1. The problem statement, all variables and given/known data

I need to integrate dx/dt=k(a-x)(b-x) and then rearrange to find x

3. The attempt at a solution

1/((a-x)(b-x))dx = k dt

Integrating dx using partial fractions:
1/(b-a)×(ln((a-x)/(b-x))=kt+c

when t=0 x=0
∴c=(ln(a/b))/(b-a)

then when I rearrange I get:
x=(e^((b-a)(kt+c))×(a-b))/((e^((b-a)(kt+c))-1)

Then I change the x to y and t to x so that I can graph it, but it doesn't give me the curve that I want, I have attached the graph. I am was assuming that it would give something like the black curve rather than the red one that it gave. Am I doing something wrong?

Last edited: Aug 28, 2013
2. Aug 24, 2013

### davidchen9568

What are the values of a,b, and k?

3. Aug 24, 2013

### jhast1

positive integers

4. Aug 24, 2013

### Electric Red

Hey jhast1,

I tried solving your equation, and when you say
"Integrating dx using partial fractions: 1/(b-a)×(ln((a-x)/(b-x))=kt+c"

I've got something which looks more like:

$\frac{ln(x-a)-ln(x-b)}{(a-b)}=kt$

But maybe I just made a mistake..

5. Aug 24, 2013

### jhast1

Here is my working.

Last edited: Aug 28, 2013
6. Aug 24, 2013

### CAF123

This is nearly correct, but you have the argument of the log flipped. From looking at your attached work, it appears you integrated dx/(a-x) and dx/(b-x) incorrectly and this will be the source of your error.

Your work assumes a≠b and this is not stated, however, given the set up of the question (i.e it is not written as k(a-x)2) then I suppose you can assume this is not the case. Were there any conditions on a and b given after the question?

7. Aug 24, 2013

### jhast1

ok so I did that part again and i got:
ln((b-x)/(a-x))/(b-a)=kt+b

Then I made x the subject and got this but I'm still not sure if it is right.
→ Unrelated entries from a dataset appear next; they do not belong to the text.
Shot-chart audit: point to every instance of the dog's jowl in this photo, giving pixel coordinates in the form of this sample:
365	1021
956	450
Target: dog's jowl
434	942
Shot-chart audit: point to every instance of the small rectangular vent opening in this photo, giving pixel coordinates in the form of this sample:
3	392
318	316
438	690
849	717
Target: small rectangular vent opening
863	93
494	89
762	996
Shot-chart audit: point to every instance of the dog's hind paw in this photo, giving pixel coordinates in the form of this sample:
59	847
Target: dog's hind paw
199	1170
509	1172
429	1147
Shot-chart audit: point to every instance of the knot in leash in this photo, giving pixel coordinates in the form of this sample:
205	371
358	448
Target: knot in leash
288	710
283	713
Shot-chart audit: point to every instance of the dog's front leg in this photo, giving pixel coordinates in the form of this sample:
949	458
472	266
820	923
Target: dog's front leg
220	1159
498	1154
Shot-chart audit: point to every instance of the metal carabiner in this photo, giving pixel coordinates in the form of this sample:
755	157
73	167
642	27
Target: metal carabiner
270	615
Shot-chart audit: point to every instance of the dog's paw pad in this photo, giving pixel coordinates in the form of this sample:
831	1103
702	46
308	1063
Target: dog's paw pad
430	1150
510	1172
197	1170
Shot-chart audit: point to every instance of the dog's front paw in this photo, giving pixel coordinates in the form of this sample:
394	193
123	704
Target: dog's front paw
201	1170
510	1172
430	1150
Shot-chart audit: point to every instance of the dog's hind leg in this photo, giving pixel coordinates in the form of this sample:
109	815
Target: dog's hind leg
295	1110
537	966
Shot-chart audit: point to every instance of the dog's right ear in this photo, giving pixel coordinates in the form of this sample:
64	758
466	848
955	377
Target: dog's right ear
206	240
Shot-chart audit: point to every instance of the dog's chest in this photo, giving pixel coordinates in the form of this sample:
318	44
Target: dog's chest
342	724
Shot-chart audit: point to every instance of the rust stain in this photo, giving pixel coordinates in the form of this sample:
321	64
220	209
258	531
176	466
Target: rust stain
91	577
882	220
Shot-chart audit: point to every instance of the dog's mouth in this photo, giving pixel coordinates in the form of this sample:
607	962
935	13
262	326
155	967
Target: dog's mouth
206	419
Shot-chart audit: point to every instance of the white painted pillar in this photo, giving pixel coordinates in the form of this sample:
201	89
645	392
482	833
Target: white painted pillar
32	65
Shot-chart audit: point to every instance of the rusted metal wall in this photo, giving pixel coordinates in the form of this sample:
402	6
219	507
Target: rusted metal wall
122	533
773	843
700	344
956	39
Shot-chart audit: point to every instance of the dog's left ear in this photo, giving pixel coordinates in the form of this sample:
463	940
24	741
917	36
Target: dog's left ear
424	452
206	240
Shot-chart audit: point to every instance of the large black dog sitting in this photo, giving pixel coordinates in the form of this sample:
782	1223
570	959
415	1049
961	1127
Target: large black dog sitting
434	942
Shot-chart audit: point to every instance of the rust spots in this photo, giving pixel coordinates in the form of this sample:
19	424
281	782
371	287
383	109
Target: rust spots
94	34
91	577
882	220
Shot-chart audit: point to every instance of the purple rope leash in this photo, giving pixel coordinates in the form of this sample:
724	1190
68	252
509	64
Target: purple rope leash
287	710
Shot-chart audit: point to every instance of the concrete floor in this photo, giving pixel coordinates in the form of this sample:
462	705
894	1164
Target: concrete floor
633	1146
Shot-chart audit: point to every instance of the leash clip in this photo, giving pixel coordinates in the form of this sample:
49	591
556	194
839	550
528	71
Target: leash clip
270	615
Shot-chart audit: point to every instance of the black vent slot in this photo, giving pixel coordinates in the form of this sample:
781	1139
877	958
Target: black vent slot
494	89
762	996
x=(e(b-a)(kt+c)-b)/(-e((b-a)(kt+c))-1)

where c=ln(a/b)/(b-a)

Edit: a and b are not equal

Last edited: Aug 24, 2013
8. Aug 24, 2013

### davidchen9568

Looks like I get $$x=\frac { a{ e }^{ r }-b }{ { e }^{ r }-1 } \\ r=(b-a)(kt+c)$$

9. Aug 24, 2013

### CAF123

Where is this initial condition specified?
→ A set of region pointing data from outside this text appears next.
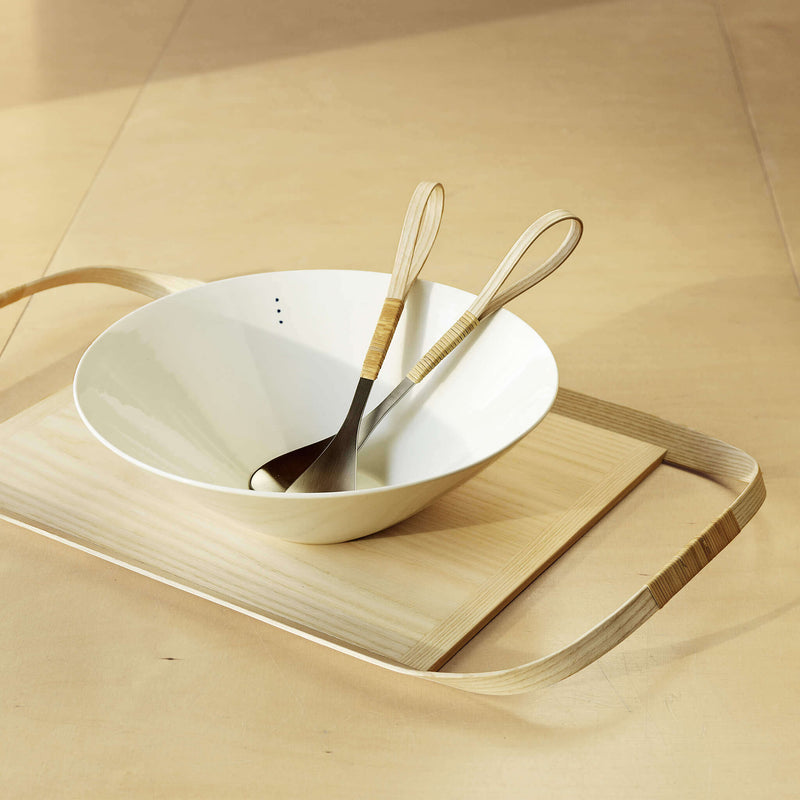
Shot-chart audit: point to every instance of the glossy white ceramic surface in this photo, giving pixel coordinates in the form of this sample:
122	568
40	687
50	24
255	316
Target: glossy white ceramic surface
203	386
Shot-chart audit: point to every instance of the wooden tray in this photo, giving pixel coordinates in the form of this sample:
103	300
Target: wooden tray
405	599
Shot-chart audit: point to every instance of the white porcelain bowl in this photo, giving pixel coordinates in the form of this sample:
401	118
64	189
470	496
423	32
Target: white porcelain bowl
203	386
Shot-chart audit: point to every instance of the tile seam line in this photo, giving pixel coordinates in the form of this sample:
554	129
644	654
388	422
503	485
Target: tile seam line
751	123
103	161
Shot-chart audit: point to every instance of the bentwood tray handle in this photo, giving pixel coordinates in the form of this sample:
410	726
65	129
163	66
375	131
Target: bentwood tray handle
152	284
684	448
420	226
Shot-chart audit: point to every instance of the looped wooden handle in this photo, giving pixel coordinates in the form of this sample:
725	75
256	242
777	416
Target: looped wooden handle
420	226
151	284
489	301
684	448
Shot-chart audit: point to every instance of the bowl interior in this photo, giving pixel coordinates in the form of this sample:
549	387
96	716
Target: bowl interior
208	384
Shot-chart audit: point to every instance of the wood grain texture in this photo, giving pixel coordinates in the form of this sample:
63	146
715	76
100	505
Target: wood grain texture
331	603
409	596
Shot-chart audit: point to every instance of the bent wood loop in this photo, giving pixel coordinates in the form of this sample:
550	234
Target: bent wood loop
684	448
490	299
420	226
151	284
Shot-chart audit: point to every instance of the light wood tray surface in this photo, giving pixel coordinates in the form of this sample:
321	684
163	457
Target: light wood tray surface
411	595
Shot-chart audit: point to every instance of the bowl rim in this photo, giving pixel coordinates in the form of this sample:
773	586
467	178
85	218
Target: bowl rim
298	496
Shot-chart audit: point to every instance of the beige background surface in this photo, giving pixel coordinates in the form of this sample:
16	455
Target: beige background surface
209	139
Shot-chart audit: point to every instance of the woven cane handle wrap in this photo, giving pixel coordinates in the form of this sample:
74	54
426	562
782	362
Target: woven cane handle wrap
696	555
459	330
381	338
420	226
684	448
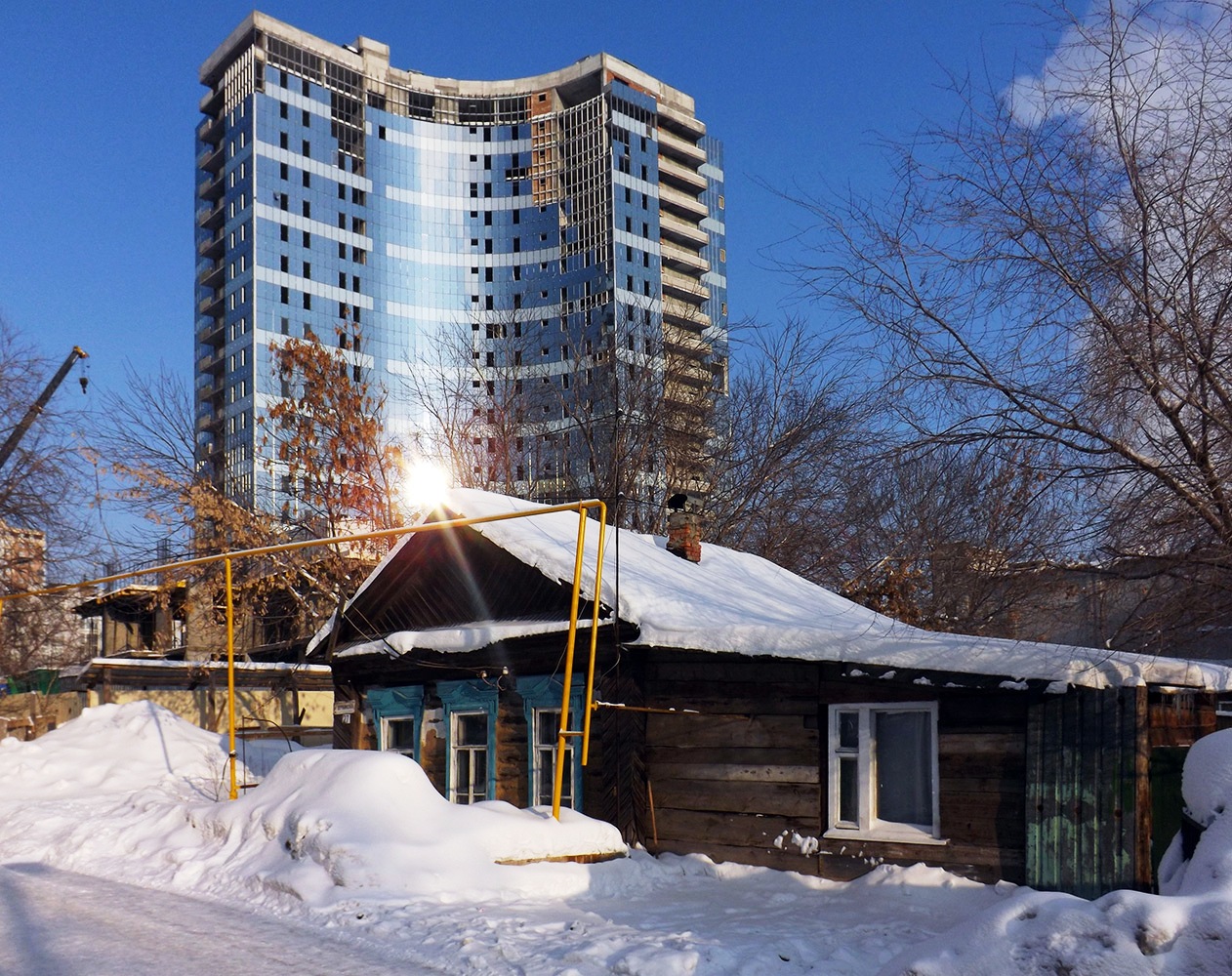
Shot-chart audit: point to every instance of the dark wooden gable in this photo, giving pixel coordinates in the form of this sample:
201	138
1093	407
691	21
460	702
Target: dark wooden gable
452	577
I think there are two small errors above - you missed a coefficient in front of the exp term and there is a stray minus.

10. Aug 24, 2013

### davidchen9568

In the original post. t=0 when x=0.

11. Aug 24, 2013

### jhast1

The conditions are given in the question I have:
a is the amount of substance A and b is the amount of substance B, at t=0. x is the amount of product that these substances have produced at time t.

I see where I missed those things, however this does still not give me the curve that I'm expecting. Unless it's supposed to give me this curve.

12. Aug 24, 2013

### CAF123

The statement 't=0 when x=0' appeared in the attempt at a solution section. Since it did not appear in the Problem statement section, I wondered where that initial condition came from.

13. Aug 24, 2013

### haruspex

I think you have a sign wrong.
Shouldn't that be c=ln(b/a)/(b-a)? Substituting that in the (corrected) previous equation allows a lot of simplification.
Btw, a check you can do on the answer is to let b tend to a and see if you get the right answer for the case b = a.

14. Aug 24, 2013

### ehild

it should be 1/(a-b)×(ln((a-x)/(b-x))=kt+c

ehild